Robert E. Coleman affirmed this observation about Christ when he wrote, “He never made a mistake. Though partaking of our life, and being tempted in all points as we are, He was not bound by the limitations of the flesh which He accepted for our sake. Even when He chose not to exercise His divine omniscience, His mind was clear. He always knew was right, and as the perfect Man, He lived as God would live among humans”, (The Master Plan of Evangelism, 1993).
In fact, Jesus as described above can only be the Minister par excellence. Now, the word minister means servant.

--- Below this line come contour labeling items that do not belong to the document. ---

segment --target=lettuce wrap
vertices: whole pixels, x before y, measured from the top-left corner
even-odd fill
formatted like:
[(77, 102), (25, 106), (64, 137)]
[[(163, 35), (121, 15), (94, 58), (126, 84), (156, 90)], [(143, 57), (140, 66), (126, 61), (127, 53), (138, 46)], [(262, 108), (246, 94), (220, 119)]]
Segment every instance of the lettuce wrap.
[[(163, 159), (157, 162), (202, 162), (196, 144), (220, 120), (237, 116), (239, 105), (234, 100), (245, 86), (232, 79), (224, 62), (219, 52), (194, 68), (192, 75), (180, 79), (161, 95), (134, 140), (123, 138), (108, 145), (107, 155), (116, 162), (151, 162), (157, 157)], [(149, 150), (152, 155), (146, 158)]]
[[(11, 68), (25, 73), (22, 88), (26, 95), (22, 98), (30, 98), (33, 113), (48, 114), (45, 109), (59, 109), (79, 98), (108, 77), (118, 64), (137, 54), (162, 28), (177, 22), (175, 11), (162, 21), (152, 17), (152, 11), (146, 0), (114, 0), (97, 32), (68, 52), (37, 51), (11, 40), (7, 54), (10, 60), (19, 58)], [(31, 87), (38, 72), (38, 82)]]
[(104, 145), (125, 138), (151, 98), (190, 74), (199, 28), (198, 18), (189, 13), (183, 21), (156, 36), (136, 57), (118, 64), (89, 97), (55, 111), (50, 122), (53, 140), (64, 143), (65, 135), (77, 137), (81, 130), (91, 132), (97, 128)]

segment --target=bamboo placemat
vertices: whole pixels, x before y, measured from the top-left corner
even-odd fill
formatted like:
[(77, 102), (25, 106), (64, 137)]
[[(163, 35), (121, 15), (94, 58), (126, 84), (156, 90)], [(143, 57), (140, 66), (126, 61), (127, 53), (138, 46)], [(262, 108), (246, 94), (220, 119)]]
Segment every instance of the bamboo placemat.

Thus Jesus as a Minister came to serve as the High Priest. “He submitted His own life to sacrificial service under the will of God (Luke 22:42), and He sacrificed His life freely out of service for others (John 10:30).
He came to serve (Matthew 20:28) although He was God’s Son and was thus more powerful than any other leader in the world”. Indeed, Christ served God the Father and humanity, performing mediatorial roles between divinity and humanity.
As Professor Emmanuel Asante rightly points out, “He stands in the gap between humanity and God, ministering to the Father for the sake of humanity and ministering to humanity ‘by taking sinners to himself and binding them graciously into his own Sonship to the Father”, (The Call To Serve: A Theological Reflection on Ministry, 2002).
Jesus Christ was sinless and yet He was made to be sin so that in him believers might become the righteousness of God (2 Corinthians 5:19). This was accomplished through the shedding of His blood for humanity. This is the Father’s will which He came to do.
The uniqueness of Jesus’ ministry to God the Father and humanity is typified by His willful and voluntary surrender of Himself to be crucified for the redemption of all those who place their faith in Him. In His ministry, He never condemned anyone knowing that He came to seek and save the lost, and He came not to call the righteous, but the sinner.
Thus, He sat and ate with sinners without feeling ashamed. Interestingly, Jesus’ ministry was not limited to dying for the world and being raised from the dead. As Coleman has pointed out, Jesus’ “concern was not with programs to reach the multitudes, but with men whom the multitudes would follow”.
Consequently, He chose or selected men among His multitudes of disciples and trained them to continue with His ministry. He taught, cautioned, commended, promised and gave assurances without saying, “Thus says the Lord, but He often said, “I say to you” proving His authority and power in juxtaposition to the teachings of the prophets and the teachers of the Law.
He received no privileged Jewish Rabbinical college education, yet He had deepest understanding and taught with authority and spoke the way no man could, an art which some Jewish officers could not hide their admiration for but praise it. They said, “No man ever spoke like this man (John 7:46)!
Laszlo Gallusz has noted that “While in recent decades gospel studies have devoted significant attention to comparing Jesus with Cynic teachers and charismatic itinerant preaching figures, the differences are stronger than the similarities”.
He continues, “the category of teachers that comes closer to the picture of Jesus presented in the Gospels is that of the Jewish rabbis.
However, in spite of a number of similarities with first-century rabbis, the differences are so fundamental that Jesus could rightly be considered radically different in His teaching style and content”.